Quand j’étais petite, j’écrivais souvent des trucs : des nouvelles, des poèmes, et le goût de la lecture m’ont été transmis par mes parents. Mais pour moi, c’est vraiment la musique. J’écris parce que texte plus instru, pour moi ça produit un univers complet qui me plaît. J’ai du mal à me cantonner à un truc qui me plaît dans la vie et ça me permet d’en combiner déjà deux.
- En plus après tu as le live, donc on peut dire que ça fait trois.
Exactement, et en plus après tu peux réaliser tes propres clips ; ça fait quatre. Faire ton propre stylisme ; ça fait cinq. L’univers de la musique me permet de m’épanouir dans beaucoup de choses. Je me sens hyper chanceuse d’avoir trouvé la musique, car cela me permet d’explorer plein de choses que j’aime.
- Tu peux nous parler du clip de ton titre « Hollywood » ?
Je l’ai écrit et co-réalisé avec Hannah Papacek Harper. On a bossé main dans la main et j’ai engagé que mes potes. C’était un des buts de ma vie en vrai, pouvoir travailler avec mes amis, ça et faire plein de trucs en même temps.
- Comment tu envisages le fait d’être une femme sur scène aujourd’hui ?
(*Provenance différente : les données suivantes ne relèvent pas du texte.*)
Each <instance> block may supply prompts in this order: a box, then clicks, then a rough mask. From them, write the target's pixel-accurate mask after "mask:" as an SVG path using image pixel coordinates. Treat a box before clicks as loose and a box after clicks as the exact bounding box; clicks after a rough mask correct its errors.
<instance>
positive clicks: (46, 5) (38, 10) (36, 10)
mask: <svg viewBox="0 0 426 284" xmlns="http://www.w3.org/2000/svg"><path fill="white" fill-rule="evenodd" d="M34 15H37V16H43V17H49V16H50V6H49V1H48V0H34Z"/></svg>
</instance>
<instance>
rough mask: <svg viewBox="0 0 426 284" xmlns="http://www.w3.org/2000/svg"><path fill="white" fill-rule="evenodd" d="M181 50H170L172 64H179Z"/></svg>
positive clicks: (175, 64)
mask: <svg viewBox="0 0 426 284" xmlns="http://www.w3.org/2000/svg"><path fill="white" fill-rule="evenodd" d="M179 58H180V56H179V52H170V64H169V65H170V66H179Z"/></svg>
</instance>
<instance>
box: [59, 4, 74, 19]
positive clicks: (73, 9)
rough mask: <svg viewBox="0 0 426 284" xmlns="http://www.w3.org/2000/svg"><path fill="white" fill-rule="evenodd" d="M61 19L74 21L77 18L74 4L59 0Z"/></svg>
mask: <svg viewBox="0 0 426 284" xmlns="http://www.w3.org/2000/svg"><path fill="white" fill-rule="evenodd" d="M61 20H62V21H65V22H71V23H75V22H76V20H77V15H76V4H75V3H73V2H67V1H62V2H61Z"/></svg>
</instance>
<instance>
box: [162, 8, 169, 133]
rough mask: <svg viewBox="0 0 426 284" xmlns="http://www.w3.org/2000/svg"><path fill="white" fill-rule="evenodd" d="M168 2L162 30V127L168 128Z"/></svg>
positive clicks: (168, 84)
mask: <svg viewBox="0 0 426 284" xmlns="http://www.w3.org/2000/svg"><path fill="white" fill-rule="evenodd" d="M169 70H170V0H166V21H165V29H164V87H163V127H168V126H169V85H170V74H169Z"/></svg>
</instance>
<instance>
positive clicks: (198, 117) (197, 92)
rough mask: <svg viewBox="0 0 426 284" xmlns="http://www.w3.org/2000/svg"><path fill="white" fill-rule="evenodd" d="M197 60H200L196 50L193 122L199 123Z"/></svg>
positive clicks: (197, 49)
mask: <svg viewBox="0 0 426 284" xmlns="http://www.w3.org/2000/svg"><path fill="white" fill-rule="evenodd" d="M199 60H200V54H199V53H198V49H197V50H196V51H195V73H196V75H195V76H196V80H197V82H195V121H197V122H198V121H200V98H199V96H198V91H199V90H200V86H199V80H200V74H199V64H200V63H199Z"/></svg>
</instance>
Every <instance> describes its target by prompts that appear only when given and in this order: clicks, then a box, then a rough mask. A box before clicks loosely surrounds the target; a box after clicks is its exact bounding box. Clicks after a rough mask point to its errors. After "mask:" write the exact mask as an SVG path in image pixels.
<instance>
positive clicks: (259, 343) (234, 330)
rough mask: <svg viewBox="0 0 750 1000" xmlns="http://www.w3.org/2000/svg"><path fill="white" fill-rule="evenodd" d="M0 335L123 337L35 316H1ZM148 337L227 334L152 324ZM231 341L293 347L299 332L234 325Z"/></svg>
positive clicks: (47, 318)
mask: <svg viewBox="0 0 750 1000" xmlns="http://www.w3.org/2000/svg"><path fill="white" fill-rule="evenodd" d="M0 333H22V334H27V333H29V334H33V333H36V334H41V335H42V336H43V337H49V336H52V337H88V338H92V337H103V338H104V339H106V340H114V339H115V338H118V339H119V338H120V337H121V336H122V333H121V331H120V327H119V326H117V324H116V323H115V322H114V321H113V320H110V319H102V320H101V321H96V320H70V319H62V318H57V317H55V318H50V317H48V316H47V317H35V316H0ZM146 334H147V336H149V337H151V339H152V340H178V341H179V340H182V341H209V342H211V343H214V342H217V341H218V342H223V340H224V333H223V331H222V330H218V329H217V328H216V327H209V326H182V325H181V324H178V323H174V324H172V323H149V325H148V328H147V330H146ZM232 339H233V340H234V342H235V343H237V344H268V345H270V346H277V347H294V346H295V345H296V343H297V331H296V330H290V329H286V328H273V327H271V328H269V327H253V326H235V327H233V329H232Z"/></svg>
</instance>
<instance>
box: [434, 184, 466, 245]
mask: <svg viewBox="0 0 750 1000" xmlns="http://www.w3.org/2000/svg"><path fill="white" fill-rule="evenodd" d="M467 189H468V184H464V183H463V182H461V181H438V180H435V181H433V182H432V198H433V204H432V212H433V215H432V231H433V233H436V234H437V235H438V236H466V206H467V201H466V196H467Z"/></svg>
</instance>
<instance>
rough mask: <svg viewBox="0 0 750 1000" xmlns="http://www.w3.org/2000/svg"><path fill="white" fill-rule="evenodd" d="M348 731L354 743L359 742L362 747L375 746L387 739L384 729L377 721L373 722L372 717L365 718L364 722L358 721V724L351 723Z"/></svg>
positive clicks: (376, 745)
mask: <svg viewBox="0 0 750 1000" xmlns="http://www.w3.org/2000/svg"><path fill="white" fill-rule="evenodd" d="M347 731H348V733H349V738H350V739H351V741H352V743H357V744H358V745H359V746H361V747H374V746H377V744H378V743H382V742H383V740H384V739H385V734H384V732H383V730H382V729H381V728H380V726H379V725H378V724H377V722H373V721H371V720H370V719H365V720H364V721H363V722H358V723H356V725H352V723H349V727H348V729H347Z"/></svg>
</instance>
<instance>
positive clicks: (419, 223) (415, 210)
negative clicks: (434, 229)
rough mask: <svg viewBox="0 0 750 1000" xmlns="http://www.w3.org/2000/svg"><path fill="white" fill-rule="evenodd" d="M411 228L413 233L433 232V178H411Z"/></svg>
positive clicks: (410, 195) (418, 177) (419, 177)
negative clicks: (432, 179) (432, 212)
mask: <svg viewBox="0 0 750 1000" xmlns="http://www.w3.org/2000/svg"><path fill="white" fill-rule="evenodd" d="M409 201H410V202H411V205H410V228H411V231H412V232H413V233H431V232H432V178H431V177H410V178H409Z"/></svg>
Écoute, je l’envisage bien parce que personnellement je ne suis pas de celles à qui cela va mettre des bâtons dans les roues. Le simple fait d’être moi, c’est-à-dire une femme qui chante, qui essaie de s’imposer dans cette industrie, qui est libre, ma condition de femme aujourd’hui, elle ne me freine en rien. En revanche, j’ai conscience que ce n’est pas le cas de tout le monde. J’ai été éduquée de manière très forte, romantique active. Chez moi, les femmes, elles ne se laissent pas marcher sur les pieds. Je bosse avec beaucoup d’hommes, mais je les dirige plus qu’ils ne me dirigent.
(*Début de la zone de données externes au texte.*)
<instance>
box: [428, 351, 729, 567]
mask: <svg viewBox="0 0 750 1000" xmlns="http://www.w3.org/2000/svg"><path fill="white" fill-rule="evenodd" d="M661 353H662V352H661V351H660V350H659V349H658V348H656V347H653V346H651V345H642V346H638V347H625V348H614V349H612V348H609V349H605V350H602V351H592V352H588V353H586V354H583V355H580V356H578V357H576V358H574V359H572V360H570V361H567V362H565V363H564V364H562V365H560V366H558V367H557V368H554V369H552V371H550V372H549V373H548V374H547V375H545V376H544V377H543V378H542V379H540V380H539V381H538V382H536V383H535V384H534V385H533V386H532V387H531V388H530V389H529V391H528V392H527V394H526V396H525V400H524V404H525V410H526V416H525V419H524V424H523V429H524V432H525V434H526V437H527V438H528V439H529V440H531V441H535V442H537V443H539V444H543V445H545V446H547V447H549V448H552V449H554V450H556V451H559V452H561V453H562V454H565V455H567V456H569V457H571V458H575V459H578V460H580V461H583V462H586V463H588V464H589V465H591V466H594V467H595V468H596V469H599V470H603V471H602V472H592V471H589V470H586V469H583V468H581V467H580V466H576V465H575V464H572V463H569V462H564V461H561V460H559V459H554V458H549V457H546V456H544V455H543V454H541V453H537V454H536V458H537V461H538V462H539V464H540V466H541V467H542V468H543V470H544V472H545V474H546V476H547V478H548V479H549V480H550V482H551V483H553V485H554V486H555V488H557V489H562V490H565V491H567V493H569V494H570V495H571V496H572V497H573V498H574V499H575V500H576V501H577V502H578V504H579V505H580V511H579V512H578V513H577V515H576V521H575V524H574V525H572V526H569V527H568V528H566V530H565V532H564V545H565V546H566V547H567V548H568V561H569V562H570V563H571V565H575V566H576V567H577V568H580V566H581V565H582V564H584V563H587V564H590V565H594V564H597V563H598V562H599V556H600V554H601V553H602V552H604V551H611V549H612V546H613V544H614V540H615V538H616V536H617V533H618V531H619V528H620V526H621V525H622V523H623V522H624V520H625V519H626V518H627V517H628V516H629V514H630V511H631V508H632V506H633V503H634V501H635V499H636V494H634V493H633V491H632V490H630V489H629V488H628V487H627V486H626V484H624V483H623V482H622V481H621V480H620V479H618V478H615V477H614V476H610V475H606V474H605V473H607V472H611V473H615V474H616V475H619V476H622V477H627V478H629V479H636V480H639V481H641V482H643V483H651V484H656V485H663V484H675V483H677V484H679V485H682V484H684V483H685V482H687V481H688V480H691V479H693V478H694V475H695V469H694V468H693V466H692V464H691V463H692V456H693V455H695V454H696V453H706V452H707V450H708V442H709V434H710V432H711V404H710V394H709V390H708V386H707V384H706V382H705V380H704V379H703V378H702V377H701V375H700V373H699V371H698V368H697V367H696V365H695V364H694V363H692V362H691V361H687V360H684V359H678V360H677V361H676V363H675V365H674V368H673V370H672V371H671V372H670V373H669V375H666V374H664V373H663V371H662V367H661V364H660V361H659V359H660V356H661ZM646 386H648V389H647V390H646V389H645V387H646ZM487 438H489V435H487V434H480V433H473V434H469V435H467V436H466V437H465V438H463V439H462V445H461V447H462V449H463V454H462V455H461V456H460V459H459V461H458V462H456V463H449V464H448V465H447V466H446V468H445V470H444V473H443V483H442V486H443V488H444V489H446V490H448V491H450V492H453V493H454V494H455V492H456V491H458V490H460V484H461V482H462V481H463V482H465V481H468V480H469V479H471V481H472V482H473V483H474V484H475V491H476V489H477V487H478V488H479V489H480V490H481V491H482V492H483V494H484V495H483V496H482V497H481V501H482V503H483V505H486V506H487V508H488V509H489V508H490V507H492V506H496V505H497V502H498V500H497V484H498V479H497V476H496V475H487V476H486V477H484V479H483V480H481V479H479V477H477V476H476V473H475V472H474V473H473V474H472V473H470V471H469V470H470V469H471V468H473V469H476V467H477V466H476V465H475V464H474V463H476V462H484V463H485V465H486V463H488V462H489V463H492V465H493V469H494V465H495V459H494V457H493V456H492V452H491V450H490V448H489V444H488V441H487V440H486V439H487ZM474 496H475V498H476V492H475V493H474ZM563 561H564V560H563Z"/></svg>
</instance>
- Quelle est ta relation avec ta santé mentale ?
J’adore la psychologie. Tout le monde a des angoisses, des élans de tristesse comme de plein pouvoir. Je sais que j’ai un ego assez gros pour dépasser tout ce qu’il se passe à l’intérieur de moi. On le retrouve dans mes textes. J’ai lu un livre intéressant justement, ça s’appelle « L’Art de la thérapie » de Irvin Yalom ; c’est un thérapeute de Brooklyn qui passe en revue plusieurs exemples à travers les histoires de ses patients. On apprend beaucoup sur soi et les autres.
- Trois chansons que tu écoutes en ce moment…
« A rose in Harlem » de Teyana Taylor
« Island in the Sun » de Weezer, c’est un peu toute mon enfance.
« Nubian Farlow » de Varnish la Piscine. Il produit des rappeurs suisses et là, c’est son projet solo que je trouve très réussi.
- Une chanson avec le mot « vie »
« Reste en vie » de Luidji
- Un livre à lire
« Dalva », le nom de mon EP est nommé ainsi en référence à « Dalva » de Jim Harrison. Considéré par beaucoup comme un hymne à la vie et la preuve que l’on est ce que l’on fait, une invitation à la sculpture de soi, le livre raconte l’histoire de Dalva qui découvre l’histoire de sa famille liée à celle du peuple sioux et de l’Amérique violente quand elle s’installe dans le ranch familial au Nebraska.
Je pourrais aussi te citer « Cent Ans de solitude » de Gabriel García Márquez et « Ask the Dust (Demande à la poussière) » de John Fante, un roman semi-autobiographie qui se passe à LA.
- Merci Lotti pour ces recos, on va aller écouter tout ça. À bientôt.